Francia es más vertical, pero con menos hormigón que en Rusia


Benzema y Mbappé celebran, en presencia de Griezmann, uno de los goles de Francia ante Bélgica. / Alessandro di Marco (Efe)

Liga de las Naciones

La actual campeona del mundo cambió su piel respecto a 2018 para adaptarse a las condiciones del colosal tridente

Oscar Bellot

OSCAR BELLOT Enviado especial a Milán

La campeona del mundo Francia hace tres años en Rusia está lejos de lo que España se enfrentará el domingo en la final de la segunda edición de la Liga de Naciones. Si prevaleció el aspecto defensivo, la fama y el carácter de Didier Deschamps, que en su época destacó como futbolista como centrocampista y chupó la enseñanza del ‘calcio’ durante las cinco temporadas que pasó en la Juventus, la actual se caracteriza por la peso ofensivo de un tridente lleno de quilates y probablemente no sea igualado por ningún otro equipo.

El cambio de piel respecto a 2018 se redescubrió en la semifinal ante Bélgica celebrada el jueves en el Juventus Stadium. ‘Bleus’ apareció con tres centralitas y dos carriles frente a los ‘diablos rojos’, que se desbordó en dos actos únicos de gran mérito en los que Carrasco y Lukaku protagonizaron nuevamente la fase de experimentación. Pero levantaron las líneas en la segunda parte y revelaron un frasco de esencia para someter al equipo de Robert Martínez con un balón frenético que asfixió a su rival. Era un momento que llevaba tanto tiempo esperando un ataque colosal que amenazaría a España en San Siro.

Está claro que, como señaló Mikel Oyarzabal en rueda de prensa este viernes, a La Roja no le interesa un partido de ida y vuelta. Porque en los mareos brillan como nunca las mejores características de Kylian Mbappé, un milagro que es prácticamente irresistible en la carrera. También los de Karim Benzema, cuya velocidad mental es incluso superior a la electricidad de los pies milagrosos de Bondy.
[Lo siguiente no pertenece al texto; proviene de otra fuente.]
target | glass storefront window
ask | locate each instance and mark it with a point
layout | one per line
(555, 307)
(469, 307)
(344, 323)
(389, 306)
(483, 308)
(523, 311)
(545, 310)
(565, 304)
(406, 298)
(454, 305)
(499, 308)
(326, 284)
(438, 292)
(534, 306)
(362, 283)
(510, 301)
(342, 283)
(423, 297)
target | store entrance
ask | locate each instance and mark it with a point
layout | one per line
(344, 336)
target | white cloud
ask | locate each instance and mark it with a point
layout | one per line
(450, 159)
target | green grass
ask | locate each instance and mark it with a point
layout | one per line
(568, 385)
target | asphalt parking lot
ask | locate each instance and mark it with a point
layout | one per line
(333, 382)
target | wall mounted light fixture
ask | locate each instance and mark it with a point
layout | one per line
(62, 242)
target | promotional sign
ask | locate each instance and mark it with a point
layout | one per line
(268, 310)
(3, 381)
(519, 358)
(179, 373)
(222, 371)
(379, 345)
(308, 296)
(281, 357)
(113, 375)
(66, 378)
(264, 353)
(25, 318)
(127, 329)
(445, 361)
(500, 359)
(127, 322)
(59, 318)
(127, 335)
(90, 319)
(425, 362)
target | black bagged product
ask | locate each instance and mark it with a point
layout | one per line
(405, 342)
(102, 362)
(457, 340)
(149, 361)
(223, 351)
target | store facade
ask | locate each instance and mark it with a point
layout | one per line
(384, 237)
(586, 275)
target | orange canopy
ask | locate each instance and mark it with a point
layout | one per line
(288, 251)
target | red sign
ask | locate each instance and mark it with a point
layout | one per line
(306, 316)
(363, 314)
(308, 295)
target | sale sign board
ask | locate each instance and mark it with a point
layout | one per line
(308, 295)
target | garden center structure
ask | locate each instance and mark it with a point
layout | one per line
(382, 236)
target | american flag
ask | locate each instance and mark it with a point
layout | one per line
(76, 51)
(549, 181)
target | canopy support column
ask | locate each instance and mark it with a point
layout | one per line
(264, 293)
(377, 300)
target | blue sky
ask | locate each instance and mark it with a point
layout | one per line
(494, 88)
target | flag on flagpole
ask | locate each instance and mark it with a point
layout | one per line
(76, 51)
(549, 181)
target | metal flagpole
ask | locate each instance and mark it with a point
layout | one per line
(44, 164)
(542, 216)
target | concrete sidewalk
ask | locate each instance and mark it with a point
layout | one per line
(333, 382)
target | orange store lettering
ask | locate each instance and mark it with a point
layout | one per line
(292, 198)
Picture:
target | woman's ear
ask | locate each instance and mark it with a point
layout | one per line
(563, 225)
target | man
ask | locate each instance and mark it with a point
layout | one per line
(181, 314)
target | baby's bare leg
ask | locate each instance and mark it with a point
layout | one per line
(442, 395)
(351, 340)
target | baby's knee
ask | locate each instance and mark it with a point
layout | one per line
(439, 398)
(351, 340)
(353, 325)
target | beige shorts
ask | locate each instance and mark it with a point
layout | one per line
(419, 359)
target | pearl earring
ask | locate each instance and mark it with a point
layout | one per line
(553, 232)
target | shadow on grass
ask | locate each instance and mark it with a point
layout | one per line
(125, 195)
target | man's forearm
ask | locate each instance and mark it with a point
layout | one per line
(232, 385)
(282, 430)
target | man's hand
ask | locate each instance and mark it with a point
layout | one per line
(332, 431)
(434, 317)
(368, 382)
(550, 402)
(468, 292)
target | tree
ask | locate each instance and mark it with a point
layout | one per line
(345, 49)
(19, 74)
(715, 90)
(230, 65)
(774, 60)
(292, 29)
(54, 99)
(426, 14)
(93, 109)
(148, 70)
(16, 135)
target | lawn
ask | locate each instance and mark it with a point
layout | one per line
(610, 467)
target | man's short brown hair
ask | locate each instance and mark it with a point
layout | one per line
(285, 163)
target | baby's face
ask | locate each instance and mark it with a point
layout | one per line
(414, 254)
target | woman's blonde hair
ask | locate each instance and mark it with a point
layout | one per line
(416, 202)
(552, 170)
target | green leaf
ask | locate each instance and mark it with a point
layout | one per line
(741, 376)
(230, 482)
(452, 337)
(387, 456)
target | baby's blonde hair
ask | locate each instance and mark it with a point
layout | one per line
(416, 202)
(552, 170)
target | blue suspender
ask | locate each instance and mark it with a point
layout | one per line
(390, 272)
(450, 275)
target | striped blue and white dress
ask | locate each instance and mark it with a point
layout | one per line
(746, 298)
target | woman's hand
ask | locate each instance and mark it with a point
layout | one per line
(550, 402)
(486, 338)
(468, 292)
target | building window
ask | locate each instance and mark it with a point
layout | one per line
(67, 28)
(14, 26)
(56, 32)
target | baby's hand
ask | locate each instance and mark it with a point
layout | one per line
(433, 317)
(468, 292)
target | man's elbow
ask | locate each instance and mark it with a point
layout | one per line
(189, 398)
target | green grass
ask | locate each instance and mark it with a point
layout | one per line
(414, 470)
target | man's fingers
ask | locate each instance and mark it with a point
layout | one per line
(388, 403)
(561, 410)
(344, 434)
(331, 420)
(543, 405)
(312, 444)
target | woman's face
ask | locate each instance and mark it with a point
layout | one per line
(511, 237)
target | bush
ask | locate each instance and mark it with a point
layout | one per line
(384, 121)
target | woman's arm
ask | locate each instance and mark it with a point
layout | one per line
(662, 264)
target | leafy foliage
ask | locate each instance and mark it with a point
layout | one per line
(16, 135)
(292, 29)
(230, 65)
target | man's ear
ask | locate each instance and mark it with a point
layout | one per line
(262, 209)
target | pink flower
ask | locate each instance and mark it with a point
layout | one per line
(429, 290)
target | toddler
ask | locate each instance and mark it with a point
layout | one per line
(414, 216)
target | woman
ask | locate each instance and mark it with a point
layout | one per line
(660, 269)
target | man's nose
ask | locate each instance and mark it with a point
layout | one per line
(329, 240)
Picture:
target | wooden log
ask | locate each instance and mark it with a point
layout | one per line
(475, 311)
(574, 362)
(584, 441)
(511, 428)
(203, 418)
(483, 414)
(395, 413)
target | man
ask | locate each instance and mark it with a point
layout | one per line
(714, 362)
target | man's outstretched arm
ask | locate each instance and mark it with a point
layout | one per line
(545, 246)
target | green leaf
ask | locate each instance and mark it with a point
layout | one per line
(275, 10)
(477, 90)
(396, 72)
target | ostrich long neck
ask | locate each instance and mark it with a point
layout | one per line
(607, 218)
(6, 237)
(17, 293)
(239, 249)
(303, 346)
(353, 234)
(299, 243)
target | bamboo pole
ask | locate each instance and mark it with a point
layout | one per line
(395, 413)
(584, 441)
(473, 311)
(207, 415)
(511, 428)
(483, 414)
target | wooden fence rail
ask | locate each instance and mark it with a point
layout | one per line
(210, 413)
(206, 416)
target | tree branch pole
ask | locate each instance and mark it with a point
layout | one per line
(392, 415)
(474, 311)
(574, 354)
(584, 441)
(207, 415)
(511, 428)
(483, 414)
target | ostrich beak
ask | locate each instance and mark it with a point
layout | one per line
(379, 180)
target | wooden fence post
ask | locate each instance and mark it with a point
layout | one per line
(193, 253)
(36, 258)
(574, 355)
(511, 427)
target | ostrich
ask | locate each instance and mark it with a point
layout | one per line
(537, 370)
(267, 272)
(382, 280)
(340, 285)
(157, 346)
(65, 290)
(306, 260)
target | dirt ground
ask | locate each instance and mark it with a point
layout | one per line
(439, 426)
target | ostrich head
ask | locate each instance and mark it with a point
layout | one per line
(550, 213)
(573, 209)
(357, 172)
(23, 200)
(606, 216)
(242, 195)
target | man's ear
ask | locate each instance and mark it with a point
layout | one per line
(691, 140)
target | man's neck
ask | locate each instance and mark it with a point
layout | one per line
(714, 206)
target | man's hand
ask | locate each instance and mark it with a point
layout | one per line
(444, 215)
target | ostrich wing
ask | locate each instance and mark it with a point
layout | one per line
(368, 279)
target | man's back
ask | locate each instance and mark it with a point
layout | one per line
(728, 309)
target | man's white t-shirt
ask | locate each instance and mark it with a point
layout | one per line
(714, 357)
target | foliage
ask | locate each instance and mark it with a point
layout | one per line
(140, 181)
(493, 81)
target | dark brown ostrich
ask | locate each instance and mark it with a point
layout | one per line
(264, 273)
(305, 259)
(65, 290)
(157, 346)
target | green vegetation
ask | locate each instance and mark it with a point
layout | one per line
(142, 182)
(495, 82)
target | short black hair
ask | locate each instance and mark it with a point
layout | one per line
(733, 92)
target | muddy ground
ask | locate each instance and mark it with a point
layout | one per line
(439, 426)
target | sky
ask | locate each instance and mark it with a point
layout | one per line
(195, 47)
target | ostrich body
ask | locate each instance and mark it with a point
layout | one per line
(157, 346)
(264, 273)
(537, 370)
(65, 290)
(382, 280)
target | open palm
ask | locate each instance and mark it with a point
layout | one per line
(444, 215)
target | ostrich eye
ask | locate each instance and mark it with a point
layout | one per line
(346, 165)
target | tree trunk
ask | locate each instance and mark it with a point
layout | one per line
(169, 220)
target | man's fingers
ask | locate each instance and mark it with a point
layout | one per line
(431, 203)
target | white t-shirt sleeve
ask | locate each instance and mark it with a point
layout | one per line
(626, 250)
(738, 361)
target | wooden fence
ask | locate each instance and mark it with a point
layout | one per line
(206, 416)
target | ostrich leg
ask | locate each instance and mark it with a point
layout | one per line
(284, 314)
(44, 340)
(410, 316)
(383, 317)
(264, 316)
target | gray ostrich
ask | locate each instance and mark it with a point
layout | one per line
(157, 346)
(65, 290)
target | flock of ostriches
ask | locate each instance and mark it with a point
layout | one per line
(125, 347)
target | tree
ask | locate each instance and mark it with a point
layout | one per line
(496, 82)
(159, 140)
E incluso los de Antoine Griezmann, a quien Deschamps demoró unos metros para actuar de enlace entre el centro del campo y el atacante mortal.

La otra cara de esa ofensiva de alto nivel es la vulnerabilidad defensiva que ha estado castigando a Francia últimamente. La parte trasera aún no se ha adaptado a los cambios arquitectónicos de Deschamps. Junto a Bélgica, además, los ‘bleus’ echaban mucho de menos a N’Golo Kanté, un talentoso hombre que, como dijo Axel Witsel en un anterior conflicto con Bélgica, parece tener “seis pulmones y treinta y seis piernas” por el espacio cubre, pero que no podría estar en los “últimos cuatro” de la Liga de Naciones por un coronavirus positivo.

El centrocampista del Chelsea formó un dúo muscular con Pogba en el Mundial de Rusia. El torneo que ganó Francia dejando un gol claro en cuatro de los siete partidos disputados. Pero en la reciente Eurocopa en varias plazas solo consiguió bloquear el gol de Hugo Lloris en su debut ante Alemania y encajó diez goles en siete partidos tras aquel duelo con los alemanes. Estadísticas alentadoras para España.